In the past it was thought that the one of the main cognitive abilities of humans that other animals lacked was the use of tools. However, many animals utilize simple tools. Still, no other animals create multi-functioning tools by combining materials. One study involving the selection of effective stone tools by wild capuchin monkeys shows that these monkeys, when faced with stones differing in friability and weight, choose, transport, and use the most effective stone to crack nuts (Visalberghi, et al., 2009). Eight capuchins that routinely use tools to crack open palm nuts were tested in an area frequently visited, from which all stone hammers were removed. In each trial, there were one functional stone and one or two nonfunctional stone(s). Testing occurred opportunistically, and a trial started when the subject was provided with a nut and subjects received ten trials in each condition. Even when visual cues were unavailable, such as with artificial stones, the monkeys were still able to distinguish the functional one from the others by moving, lifting, and tapping them. Thus, the capuchin monkeys search for the weight, the critical functional feature, even when other cues like size are identical or contradict the critical feature. They then resort to the aforementioned techniques, implying an understanding that not all tools which look appropriate necessarily are so. Thus, these capuchins did not simply learn through trial-and-error to identify stones of certain mineral composition or size, but may understand that critical feature of the stone was weight, and evaluated their choices accordingly. They therefore use more than past experience when examining objects for use, taking in to consideration the task at hand. Thus, the gap between human and other primate cognition in reference to tool-use appears, like Washburn suggested, to vary by degree rather than by a specific type of ability or lack thereof.

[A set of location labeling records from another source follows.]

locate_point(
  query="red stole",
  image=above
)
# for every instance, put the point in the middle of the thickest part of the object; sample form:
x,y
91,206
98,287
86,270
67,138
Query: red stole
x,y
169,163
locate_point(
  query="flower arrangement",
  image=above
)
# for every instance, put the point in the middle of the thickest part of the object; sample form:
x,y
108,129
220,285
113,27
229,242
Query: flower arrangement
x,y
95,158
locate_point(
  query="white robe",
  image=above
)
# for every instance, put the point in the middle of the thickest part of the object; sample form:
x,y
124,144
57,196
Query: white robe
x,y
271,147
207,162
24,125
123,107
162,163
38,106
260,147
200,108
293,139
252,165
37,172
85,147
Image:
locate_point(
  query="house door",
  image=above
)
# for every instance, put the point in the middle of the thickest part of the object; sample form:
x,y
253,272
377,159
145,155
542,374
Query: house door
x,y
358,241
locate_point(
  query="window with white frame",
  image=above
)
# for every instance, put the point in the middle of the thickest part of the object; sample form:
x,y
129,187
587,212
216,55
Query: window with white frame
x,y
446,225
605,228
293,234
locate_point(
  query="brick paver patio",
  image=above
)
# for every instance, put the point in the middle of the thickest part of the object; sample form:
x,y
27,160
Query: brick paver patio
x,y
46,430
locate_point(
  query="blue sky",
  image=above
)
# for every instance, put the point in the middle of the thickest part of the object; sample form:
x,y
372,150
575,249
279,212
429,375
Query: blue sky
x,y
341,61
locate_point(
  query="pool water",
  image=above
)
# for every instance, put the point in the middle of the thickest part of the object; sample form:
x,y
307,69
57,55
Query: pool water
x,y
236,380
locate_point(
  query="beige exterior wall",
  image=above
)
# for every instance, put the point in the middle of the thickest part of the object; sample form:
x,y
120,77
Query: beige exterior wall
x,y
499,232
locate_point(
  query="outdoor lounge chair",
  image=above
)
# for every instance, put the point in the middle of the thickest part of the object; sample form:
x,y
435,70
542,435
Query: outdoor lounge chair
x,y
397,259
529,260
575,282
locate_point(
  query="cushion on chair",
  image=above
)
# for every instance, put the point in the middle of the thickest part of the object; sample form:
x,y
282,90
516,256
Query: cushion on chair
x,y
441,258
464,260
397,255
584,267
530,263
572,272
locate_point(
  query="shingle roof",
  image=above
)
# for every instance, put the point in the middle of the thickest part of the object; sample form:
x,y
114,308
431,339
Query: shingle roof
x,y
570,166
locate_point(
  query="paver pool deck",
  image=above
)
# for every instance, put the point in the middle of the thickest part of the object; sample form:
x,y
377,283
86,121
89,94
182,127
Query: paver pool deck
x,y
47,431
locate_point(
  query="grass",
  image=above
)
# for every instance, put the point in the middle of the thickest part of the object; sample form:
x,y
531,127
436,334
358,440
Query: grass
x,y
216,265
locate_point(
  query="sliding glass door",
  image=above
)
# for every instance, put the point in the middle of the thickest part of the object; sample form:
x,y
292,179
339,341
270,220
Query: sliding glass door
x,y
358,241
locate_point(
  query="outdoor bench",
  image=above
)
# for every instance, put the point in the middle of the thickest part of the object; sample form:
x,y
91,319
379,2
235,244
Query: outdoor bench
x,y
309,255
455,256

Another study explores the use and modification of branches for fly switching by Asian elephants (Hart, et al., 2001). Elephants are known for having the most cerebral cortex available for cognitive processing of all primates. The elephants were given branches that were too long or bushy to be effectively used as switches. They modified the branches in different ways, the most common of which involved holding the main stem with the front foot and pulling off a side branch. Thus, non-humans are capable of both picking the “right” tool, as the capuchins did, for the job and creating the right tool for the job through modification, like the elephants. There remains a clear difference between modifying a tree branch to creating highly efficient tools. Whether this difference is based on Hauser’s four critical elements of humaniqueness is unknown, and at this time the extent to which these elements may influence the cognitive gap between humans and non-humans cannot be measured.

References

Balter, M. (2008). AAAS annual meeting: How human intelligence evolved—is it science or   ‘paleofantasy’? Science, 319(5866), 1028.

Hart, B. L., Hart, L. A., McCoy, M., & Sarath, C. R. (2001). Cognitive behaviour in Asian elephants:   Use and modification of branches for fly switching. Animal Behaviour, 62(5),     839-847.

Harvard University (2008, February 22). What Is The Cognitive Rift Between Humans And     Other Animals?. ScienceDaily. Retrieved February 28, 2009, from http://www.sciencedaily.com/releases/2008/02/080217102137.htm

Hauser, M.D. (2005). Our chimpanzee mind. Nature. 437, 60-63).

Visalberghi, E., Addessi, E., Truppa, V., Spagnoletti, N., Ottoni, E., Izar, P., et al. (2009).   Selection of effective stone tools by wild bearded capuchin monkeys. Current Biology,   19(3), 213-217.

Woodworth, R. S. (1949). Margaret Floy Washburn. National Academy of Sciences biographical memoirs. 25, 273-295.